No entanto, mesmo com todas as fragilidades da escola e os decorrentes problemas nos processos de escolarização de alunos com deficiência, é importante pensarmos nos avanços promovidos pelas políticas educacionais em uma perspectiva inclusiva. Para isso, convidamos você a compreender a trajetória histórica da educação de pessoas com deficiência no Brasil. Assim, primeiro, vamos navegar no infográfico que demonstra o crescimento de matrículas de crianças, adolescentes e jovens com deficiência na Educação Básica no período de 1998 a 2017?

Figura 5: matrículas de crianças, adolescentes e jovens com deficiência na Educação Básica no período de 1998 a 2017.

A partir da leitura desses dados, vemos que houve um crescimento no número de matrículas de pessoas com deficiência na escola. Mas, será que uma pessoa com deficiência tem ou teve as mesmas oportunidades que uma pessoa sem deficiência? Para destrincharmos essa pergunta, a seguir, pontuamos sobre como foi a criação de oportunidades educacionais para pessoas com deficiência pelo Poder Público.

Criação de oportunidades educacionais para pessoas com deficiência pelo Poder Público

Jannuzzi (2004) e Kassar (2013) destacam que, no Brasil, o direito à escolarização das pessoas com deficiência tem se concretizado dentro do movimento de universalização do Ensino Fundamental desde os anos 1990. Ou seja, embora o atendimento educacional às pessoas com deficiência por parte do Estado tenha iniciado no final do século XIX, com a criação dos institutos para educação de cegos e de surdos, é bastante recente o investimento e a responsabilidade do Poder Público pela escolarização das pessoas com deficiência nos sistemas regulares de ensino.

As primeiras experiências significativas de inserção dessa população nas escolas comuns datam da década de 1970, influenciadas pelos princípios de normalização e integração, divulgados pelo movimento de integração, iniciado na Europa nos anos 60. Tal movimento propunha o acesso das pessoas com deficiência ao ensino em escolas regulares, em uma tentativa de inseri-las em ambientes o mais próximos possível do que era considerado a normalidade, pressupondo um diálogo entre as chamadas Educação Especial e Educação Regular.

Anos 90 – o início de uma perspectiva educacional inclusiva nos documentos de políticas públicas

Nos anos 90, mais fortemente a partir de 1994, com a divulgação da Declaração de Salamanca, o debate volta-se à inclusão de todas as crianças no Ensino Regular, independente de suas condições físicas, sociais, emocionais, linguísticas ou culturais.

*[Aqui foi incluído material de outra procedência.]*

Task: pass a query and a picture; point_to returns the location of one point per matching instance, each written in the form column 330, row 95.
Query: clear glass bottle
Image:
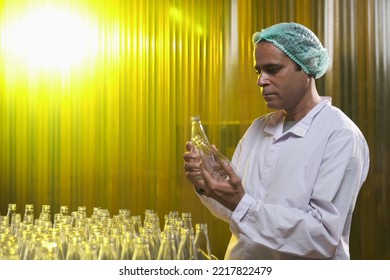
column 202, row 243
column 141, row 249
column 11, row 212
column 167, row 250
column 186, row 250
column 45, row 214
column 28, row 217
column 211, row 157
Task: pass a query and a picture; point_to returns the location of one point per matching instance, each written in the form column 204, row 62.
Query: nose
column 262, row 79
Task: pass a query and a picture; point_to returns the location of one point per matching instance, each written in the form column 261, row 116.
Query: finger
column 230, row 171
column 190, row 146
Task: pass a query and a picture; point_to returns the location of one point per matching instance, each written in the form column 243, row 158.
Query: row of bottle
column 74, row 236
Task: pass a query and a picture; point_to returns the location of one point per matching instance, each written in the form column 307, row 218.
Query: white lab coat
column 301, row 187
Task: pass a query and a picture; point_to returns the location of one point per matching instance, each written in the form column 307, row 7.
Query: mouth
column 267, row 95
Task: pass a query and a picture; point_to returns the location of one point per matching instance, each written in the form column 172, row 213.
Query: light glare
column 51, row 37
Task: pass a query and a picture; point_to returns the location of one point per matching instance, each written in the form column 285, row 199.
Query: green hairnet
column 299, row 43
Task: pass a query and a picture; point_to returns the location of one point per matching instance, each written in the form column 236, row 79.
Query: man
column 298, row 170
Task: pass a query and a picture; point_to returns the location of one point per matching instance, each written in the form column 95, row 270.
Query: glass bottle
column 11, row 212
column 197, row 130
column 202, row 243
column 28, row 217
column 167, row 250
column 211, row 157
column 45, row 214
column 107, row 250
column 141, row 249
column 186, row 250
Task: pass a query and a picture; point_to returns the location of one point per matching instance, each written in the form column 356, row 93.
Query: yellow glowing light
column 51, row 37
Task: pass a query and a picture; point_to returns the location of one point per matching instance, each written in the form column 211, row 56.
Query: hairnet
column 299, row 43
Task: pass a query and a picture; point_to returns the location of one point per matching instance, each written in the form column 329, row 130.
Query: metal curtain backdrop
column 96, row 97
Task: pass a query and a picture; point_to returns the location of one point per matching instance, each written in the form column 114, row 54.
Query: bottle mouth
column 198, row 140
column 195, row 118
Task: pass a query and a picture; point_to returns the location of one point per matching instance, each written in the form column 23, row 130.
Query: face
column 284, row 87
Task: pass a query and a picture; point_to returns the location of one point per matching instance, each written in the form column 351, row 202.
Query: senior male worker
column 298, row 170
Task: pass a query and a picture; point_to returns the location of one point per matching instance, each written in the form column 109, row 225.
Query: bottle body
column 211, row 157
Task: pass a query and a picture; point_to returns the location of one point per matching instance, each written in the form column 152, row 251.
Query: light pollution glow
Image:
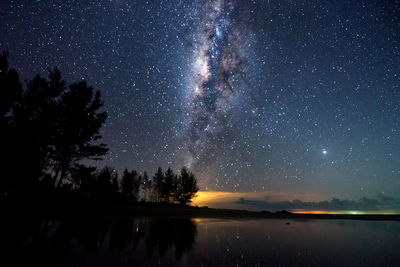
column 229, row 200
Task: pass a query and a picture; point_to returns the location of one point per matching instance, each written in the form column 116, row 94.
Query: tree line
column 166, row 187
column 49, row 127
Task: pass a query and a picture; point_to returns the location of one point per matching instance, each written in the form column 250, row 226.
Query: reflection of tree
column 165, row 233
column 58, row 241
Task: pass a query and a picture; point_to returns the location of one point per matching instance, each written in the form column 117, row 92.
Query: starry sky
column 293, row 98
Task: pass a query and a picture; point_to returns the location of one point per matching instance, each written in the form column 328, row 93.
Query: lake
column 200, row 242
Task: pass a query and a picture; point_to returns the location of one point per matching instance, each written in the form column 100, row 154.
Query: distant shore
column 77, row 208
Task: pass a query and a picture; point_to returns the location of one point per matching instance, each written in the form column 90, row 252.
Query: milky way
column 217, row 67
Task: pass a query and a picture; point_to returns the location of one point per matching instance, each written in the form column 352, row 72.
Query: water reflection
column 199, row 242
column 54, row 242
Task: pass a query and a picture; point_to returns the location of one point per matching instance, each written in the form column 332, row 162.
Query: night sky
column 299, row 98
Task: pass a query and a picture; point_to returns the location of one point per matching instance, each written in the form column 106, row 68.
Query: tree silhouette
column 158, row 184
column 131, row 184
column 169, row 185
column 186, row 188
column 146, row 186
column 48, row 128
column 104, row 185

Assim, passavam a ser necessárias mudanças significativas nas escolas para que estas pudessem cumprir seu papel de possibilitar o acesso ao conhecimento a todos os alunos, inclusive àqueles considerados com alguma deficiência ou com necessidades educacionais especiais.

É importante destacar também que, a partir da Constituição Federal de 1988, a educação passou a ser apresentada como um direito social, conforme o art. 6º: “São direitos sociais a educação, a saúde, a alimentação, o trabalho, a moradia, o lazer, a segurança, a previdência social, a proteção à maternidade e à infância, a assistência aos desamparados, na forma desta Constituição” (BRASIL, 1988).

A partir da Constituição de 1988, ocorre a universalização da educação e da saúde, independente de contribuição. “Portanto, a política educacional passa, a partir de 1988, a ser uma política pública de caráter universal e isso gera mudanças nos sistemas de ensino” (KASSAR, 2011, p. 46).